「社員を幸せにするのも不幸にするのも経営者の人間性」
創明工芸・澁木社長、同友会燕支部例会で報告
澁木社長 ステンレス製品製造・総合プロデュースの燕市吉田法花堂、(株)創明工芸社長の澁木恒利さんが、このほど、新潟県中小企業家同友会燕支部の例会で報告。幼少期のいじめ、父との確執、信頼していた社員の死など、これまでの半生を赤裸々に振り返り、そこから行きついた経営スタイルについて話した。

 この日の例会は、一般にも広く参加を呼び掛けて開催し、会員、ゲスト含めて北は村上市から南は神奈川県まで50人ほどが参加した。開会で滝本勝則支部長は、「澁木さんの話を聞いていただいて、未来に向かって何か1つでも持って帰っていただければ」と有意義な例会にしてほしいと呼び掛けた。その後、澁木さんの紹介が行われ、さっそく報告に入った。

 澁木さんは、まず、小学生から中学生時代にかけてのいじめについて話し、「小学生のころから、なぜ生きているのか、何のために生きているのかと常に考えていた」、「何かあるたびに自分を変えよう変えようと考えていた」と苦しんだ幼少期について語った。

滝本支部長 続けて、父親について「父は創業社長で、エネルギッシュでカリスマ性もあった。その分、自己主張が強く、自分の価値観以外は認めないという人だった」と紹介し、澁木さん自身の価値観、考え方のすべてを否定され続けたという思春期から青年期にかけての父親との確執についても話した。

 澁木さんは、「家にも学校にも居場所がなく、死のうとは思わなかったが、死にそうなほどに辛かった」と、当時、言語障害や赤面症などの症状も出ていたことなど、当時の苦しみを包み隠さずに話した。

 こうした状況を救ってくれたのが、「いつも私に感謝してくれて、あなたのおかげ」と言ってくれる妻の存在と話し、「そのおかげで私もお前のおかげと感謝できるようになった」と、「不幸というのは自分で作るもの。自分の言った言葉が自分に返ってくる。自分で地獄を作って、そこに入っていく。そんな泥沼のような状況から妻が救ってくれた」と、マイナスのらせんから抜けることができたと話した。そして、「そうすると、父にも感謝できるようになった」と、父との確執も解消されていったとし、「伝えない感謝、実践しない感謝は本当に意味がない」と感謝の大切さを伝えた。

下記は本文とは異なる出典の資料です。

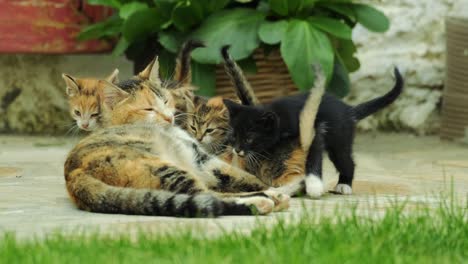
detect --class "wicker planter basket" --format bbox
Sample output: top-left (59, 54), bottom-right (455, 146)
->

 話は創明工芸設立時に移り、「最初は父の会社の1部門という感じだったが、毎月毎月大赤字。そのため、社員にも負け犬根性が染みついてしまっていた。なんとか社員を笑顔に、ハッピーにしたいと考えた時、何のために会社があるのか、何のために経営しているのか、何のために社員が働いているのか。会社の方向性と社員の方向性が違っていたらうまくいくわけがない」と考え抜いた末、澁木さんがたどりついた答えが「誰もが自分の1番大事なもののために働いている。それは何かと言えば愛する人。自分自身と家族のために働いている」。そして、会社の方針を「社員とその家族を幸せにする」と定め、それを実現するために社員教育の取り組みを始めた。

 しかし、すぐにはうまくいかず売上は半減、さらに追い打ちをかけたのが、澁木さんが右腕と信頼していた社員の突然の死。「ショックと喪失感が非常に大きく、経験したことのないような悲しみだった。葬式の時には、人生で初めて泣き崩れて立っていられなかった」と当時を振り返った。それでも、「自分にはまだいてくれる社員がいる」と、心を立て直して仕事に向かった。

 ところが、亡くなった社員の次に仕事ができた社員の問題行動がエスカレート。「パワハラ、いじめ、腕はあるのに半日でできる仕事を1日かけてやって残業代を稼ごうとしたり、かげで私の悪口を言い、自分で作った製品に傷をつけたりもしていた。そこで、ほかの社員にも聞くと、腕はあるが、いない方がいいという総意でやめてもらった」。

 技術のあった2人の社員がいなくなったことで、一時は、製品の品質、製造スピード共に落ちたが、「問題のあった社員がいなくなったら、最高のチームが出来上がった。社員の人間性が上がったことで、製品の品質も上がった」と、稼働率が上がり、経費は下がり、社員のモチベーションは上がり、半減した売上もV字回復したとした。

 最後に澁木さんは、「今までの苦労や大変なことは、全部意味があった。全部がいい方向に回った。その中でも、自分が正しいと思ったことはやり続けた。何度もやめようと思ったことはあった。社員教育も最初はうまくいかなかったが、しつこくやり続けたことで結果が出てきた。経営というのは経営者の人間性が形になったもの。社員を幸せにするのも、不幸にするのも経営者の人間性にかかっているのではないか」と締めくくった。